A la question Est-ce que tu recherches un conjoint qui donne une grande valeur à sa carrière professionnelle ? Pourquoi ? Ammar répond :

« Non, j’ai déjà donné, mon ex-femme était comme cela. Je m’occupais de la maison et elle était dehors. Je ne veux plus de cette configuration ». 

Derrière ces images qui font peur, il y a des divergences de rôles attendus l’un de l’autre, notamment autour des tâches ménagères. C’est ce que vit Rayhana :

« Souvent, ce qui n’allait pas, c’est qu’on n’avait pas d’objectif de vie similaire. Par exemple, avec un homme, on avait des attentes qui ne collaient pas. Il était traditionnel, avait une vision des rôles homme-femme très définie. Par exemple, la cuisine et les tâches ménagères doivent être assurées par la femme. Et ça ne collait pas avec ma vision ».
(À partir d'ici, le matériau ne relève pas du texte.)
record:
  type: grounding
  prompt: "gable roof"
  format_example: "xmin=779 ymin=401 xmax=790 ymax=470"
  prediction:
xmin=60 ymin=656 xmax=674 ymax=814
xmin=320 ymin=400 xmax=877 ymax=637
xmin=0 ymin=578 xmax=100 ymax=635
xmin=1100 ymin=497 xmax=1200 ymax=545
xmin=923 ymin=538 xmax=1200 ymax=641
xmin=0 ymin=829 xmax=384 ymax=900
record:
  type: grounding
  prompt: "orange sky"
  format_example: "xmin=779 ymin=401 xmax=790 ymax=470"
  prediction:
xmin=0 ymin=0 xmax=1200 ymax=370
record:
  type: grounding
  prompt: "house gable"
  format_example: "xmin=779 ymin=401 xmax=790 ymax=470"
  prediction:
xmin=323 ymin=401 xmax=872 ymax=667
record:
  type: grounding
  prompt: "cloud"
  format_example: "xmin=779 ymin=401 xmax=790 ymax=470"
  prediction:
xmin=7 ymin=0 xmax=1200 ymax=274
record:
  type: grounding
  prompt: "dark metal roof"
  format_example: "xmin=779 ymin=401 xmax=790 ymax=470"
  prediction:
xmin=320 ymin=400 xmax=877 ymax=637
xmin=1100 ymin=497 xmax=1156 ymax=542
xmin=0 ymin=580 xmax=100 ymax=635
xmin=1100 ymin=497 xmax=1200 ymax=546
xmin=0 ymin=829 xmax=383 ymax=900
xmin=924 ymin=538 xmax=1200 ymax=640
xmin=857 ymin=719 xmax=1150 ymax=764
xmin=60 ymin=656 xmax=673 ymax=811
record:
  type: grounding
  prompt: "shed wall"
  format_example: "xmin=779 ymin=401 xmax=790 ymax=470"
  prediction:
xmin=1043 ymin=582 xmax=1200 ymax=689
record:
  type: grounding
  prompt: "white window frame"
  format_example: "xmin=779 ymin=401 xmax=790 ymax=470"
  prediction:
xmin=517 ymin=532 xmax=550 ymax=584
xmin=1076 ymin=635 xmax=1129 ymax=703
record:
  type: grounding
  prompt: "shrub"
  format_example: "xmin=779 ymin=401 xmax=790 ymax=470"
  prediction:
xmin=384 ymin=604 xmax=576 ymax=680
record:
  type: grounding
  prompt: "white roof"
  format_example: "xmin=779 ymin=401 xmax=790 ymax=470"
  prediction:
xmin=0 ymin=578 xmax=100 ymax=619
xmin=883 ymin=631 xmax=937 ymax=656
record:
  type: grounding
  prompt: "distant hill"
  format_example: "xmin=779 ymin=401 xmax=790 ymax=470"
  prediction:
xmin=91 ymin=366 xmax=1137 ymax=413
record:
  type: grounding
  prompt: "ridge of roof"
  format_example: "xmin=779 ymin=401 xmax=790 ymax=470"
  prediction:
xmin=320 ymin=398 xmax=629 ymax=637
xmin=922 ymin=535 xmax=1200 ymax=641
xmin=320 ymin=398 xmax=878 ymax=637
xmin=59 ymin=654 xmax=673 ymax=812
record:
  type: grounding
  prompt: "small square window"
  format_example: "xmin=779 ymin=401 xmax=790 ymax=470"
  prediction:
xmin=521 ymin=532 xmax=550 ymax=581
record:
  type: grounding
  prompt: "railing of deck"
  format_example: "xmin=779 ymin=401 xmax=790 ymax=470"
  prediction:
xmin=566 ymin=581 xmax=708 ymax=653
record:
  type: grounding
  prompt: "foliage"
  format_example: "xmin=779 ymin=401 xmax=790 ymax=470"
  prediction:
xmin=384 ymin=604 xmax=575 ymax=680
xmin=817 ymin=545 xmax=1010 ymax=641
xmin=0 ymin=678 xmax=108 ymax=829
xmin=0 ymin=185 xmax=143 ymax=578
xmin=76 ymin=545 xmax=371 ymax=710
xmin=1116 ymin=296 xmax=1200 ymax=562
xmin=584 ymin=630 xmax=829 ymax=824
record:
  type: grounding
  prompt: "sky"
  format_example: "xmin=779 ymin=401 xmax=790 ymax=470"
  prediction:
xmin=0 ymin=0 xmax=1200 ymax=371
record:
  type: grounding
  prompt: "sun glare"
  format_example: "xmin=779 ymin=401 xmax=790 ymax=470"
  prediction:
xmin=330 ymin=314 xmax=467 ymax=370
Mais il existe aussi une tendance inverse : beaucoup d’hommes aujourd’hui exigent de leur femme qu’elle travaille pour partager la charge financière de la famille. C’est ce qu’a constaté Meriem :

« Ça arrange beaucoup de frères que leur femme travaille ! Mon ex-fiancé a exigé de moi que j’aie un CDI pour accepter de m’épouser. Naïve que j’étais, j’ai accepté pour le rassurer. Un frère qui demain va dire : ‘’Je suis un bonhomme. Pas besoin de travailler. Mon argent, c’est ton argent !’’, c’est fini, il n’y en a plus des hommes comme ça ! Les frères aiment que les sœurs travaillent, qu’elles aient leur propre argent pour pas se faire ruiner ☺ ».

Naima aussi en a fait l’expérience, avec des hommes vivant au Maghreb :

« Quand on m’a présenté des gars du bled, j’avais l’impression qu’ils étaient plus modernes que moi ! ☺ Le gars veut rester à la maison et la femme travaille quoi ! »

Bilal par exemple, fait partie de ces hommes qui ne veulent pas d’une femme qui ne travaille pas :

« Il y a des femmes qui te disent : ‘’Ah nan, moi, je ne veux pas travailler !’’. Si elle ne veut pas travailler, ok. Mais qu’est-ce qu’elle fera de son temps libre ? Je ne veux pas d’une personne qui ne fait que s’occuper de son foyer. Je veux qu’elle s’instruise au moins ».  

De son côté, Zawajme.com observe que la plupart des femmes cherchant à se marier ne veulent pas d’une répartition égalitaire des dépenses mais attendent de l’homme qu’il assure pleinement la responsabilité financière de la famille. Mais beaucoup d’hommes, s’ils épousent une femme qui travaille, veulent appliquer le principe d’égalité dans la participation aux charges et à la responsabilité financière. Cette divergence représente un blocage fréquent :

« Ce qui bloque souvent, c’est la question du partage des salaires et des dépenses domestiques. Les femmes veulent que l’homme assume l’essentiel, et elles, elles veulent bien participer financièrement, mais pas à moitié. Elles trouvent bizarre que des hommes veuillent faire moitié moitié dans les dépenses de la maison ».